De repente, la alarma del ventilador retumba en el aire y las luces se encienden en un rojo amenazador.

Lo que faltaba, después del día de los demonios que he tenido. Estoy más salado que el mar muerto. Yo, que siempre me las daba de suertudo, el «gurú» de la buena racha. ¿Y si le indico una radiografía? Tiene la presión del ventilador tan alta que puedo apostar rompió el pulmón. De nuevo. Pobre chamaco, mira en las que está por andar jugando con los pollos. ¿Quién iba a decir que un picotazo del pinche animal lo traería de su recóndita finca al vacío rincón de la cama trece? Nadie lo tomó en serio. Cuánto se habrá burlado el desgraciado matasanos de pueblo al escuchar la insólita consulta. ¿Cómo pasó la semana con el pulmón colapsado, hinchado del cuello con la piel crepitando como plástico para embalar? Medio litro de agua y sangre salió de su pecho y la madre persignándose, dijo: «Igual que Jesucristo». Ave María, líbranos de la ignorancia.

—Hazte la limpia, cachorro —te dice Silvano aquella mañana lluviosa al ver la cara de luto que tienes.

—No me jodas, Silvano —le dices y caminan de cama en cama para entregar lo que había quedado de aquella noche fúnebre—. Te queda el cupo de la cama trece.

Te apresuras al cuarto de descanso: cajas apiladas, máquinas llenas de polvo, un camarote de hierro que rechina bajo una colchoneta curtida y dos sillas oxidadas. La pequeña ventana se cubría con las gotas de lluvia.  Arreglas tus cosas en el maletín y te parece que hay alguien a tus espaldas, por el marco de la puerta.

—Te quedará pendiente hablar con la madre de Pablo, Silvano. Pobre mujer, hacer el viaje de tan lejos solo para... —explicas y al voltear no encuentras a nadie cerca.

Debo estar loco. Esto de lidiar con la muerte va a terminar mandándome al manicomio.

Sales de aquel estrecho pasillo y escuchas claramente una risa traviesa haciendo eco en las paredes. Un fuerte escalofrío te recorre de pies a cabeza cuando sientes una ráfaga cruzar a tu costado, sacudiendo algunos papeles en la mesa central.

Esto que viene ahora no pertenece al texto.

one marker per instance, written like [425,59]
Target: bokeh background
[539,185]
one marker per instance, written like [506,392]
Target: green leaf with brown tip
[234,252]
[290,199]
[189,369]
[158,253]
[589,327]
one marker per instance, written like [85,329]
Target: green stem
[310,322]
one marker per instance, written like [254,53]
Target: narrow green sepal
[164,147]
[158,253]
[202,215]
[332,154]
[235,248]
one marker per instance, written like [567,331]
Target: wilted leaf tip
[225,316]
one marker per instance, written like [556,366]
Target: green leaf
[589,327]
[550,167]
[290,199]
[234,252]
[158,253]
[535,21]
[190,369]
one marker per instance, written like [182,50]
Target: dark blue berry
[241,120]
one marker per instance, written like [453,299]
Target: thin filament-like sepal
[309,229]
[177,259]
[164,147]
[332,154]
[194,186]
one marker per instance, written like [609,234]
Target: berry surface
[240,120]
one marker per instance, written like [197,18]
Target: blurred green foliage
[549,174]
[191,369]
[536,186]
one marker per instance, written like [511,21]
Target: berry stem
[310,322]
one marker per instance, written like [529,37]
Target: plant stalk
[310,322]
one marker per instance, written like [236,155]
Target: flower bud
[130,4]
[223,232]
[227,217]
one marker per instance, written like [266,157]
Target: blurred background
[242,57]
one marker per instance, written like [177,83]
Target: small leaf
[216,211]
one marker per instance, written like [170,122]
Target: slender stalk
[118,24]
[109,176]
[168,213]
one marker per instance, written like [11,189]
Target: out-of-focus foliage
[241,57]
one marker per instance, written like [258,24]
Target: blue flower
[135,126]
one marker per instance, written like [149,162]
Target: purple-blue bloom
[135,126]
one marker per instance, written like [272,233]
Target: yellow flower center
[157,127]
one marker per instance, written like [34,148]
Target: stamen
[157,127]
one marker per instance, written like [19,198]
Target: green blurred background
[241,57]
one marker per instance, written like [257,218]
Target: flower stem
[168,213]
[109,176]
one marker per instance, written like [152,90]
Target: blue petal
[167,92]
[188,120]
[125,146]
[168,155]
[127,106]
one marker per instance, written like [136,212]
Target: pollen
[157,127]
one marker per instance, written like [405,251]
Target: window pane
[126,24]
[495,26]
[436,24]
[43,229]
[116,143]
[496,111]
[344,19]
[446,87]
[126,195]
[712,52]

—¿Por qué la cara? —pregunta Silvano desde uno de los cubículos—. Parece que viste un fantasma.

Niegas con la cabeza y le haces un ademán para despedirte y salir a prisa de aquel hospital. La lluvia parece una cortina de agua que pinta de gris toda la ciudad. Las calles vacías tienen un aspecto lúgubre, el aire frío cargado de olor a tierra y asfalto.

Es un domingo tranquilo y melancólico, ideal para dormir todo el día. Aunque me gustaría ver un poco de sol, paso encerrado tanto tiempo que la única luz que he visto en días proviene de las lámparas blancas.

Llegando a casa te timbra un mensaje en el celular. Leticia te pregunta si llegarás al asado que harán los colegas en casa de Marcos. Respondes que sí, no por la idea de distraerte y divertirte, sino por verla a ella. Empezó sus prácticas este año y ahora cumple su rotación por el hospital infantil. Llevas soltero varios meses y no te has sacado de la cabeza sus ojos curiosos y despiertos, sus cabellos ensortijados y el rosa coral de sus labios. Después de tomar un baño y prepararte un pedazo de pan con las sobras frías del chili con carne del viernes, programas la alarma de tu teléfono y te metes bajo las sábanas. El golpeteo de la lluvia en el techo te arrulla entremezclándose con los pensamientos que oprimen tu subconsciente.

El cacareo continuo de un centenar de pollos se fue confundiendo con el zumbido intermitente y el ring de los mensajes del celular. Saltas de la cama, aturdido. Está tan oscuro que temes que ya sea de noche y corres a abrir tu persiana: Ya no llueve, pero el cielo permanece nublado. Son las tres de la tarde y ves que tienes doce mensajes y cinco llamadas perdidas, una de ellas es de Leticia.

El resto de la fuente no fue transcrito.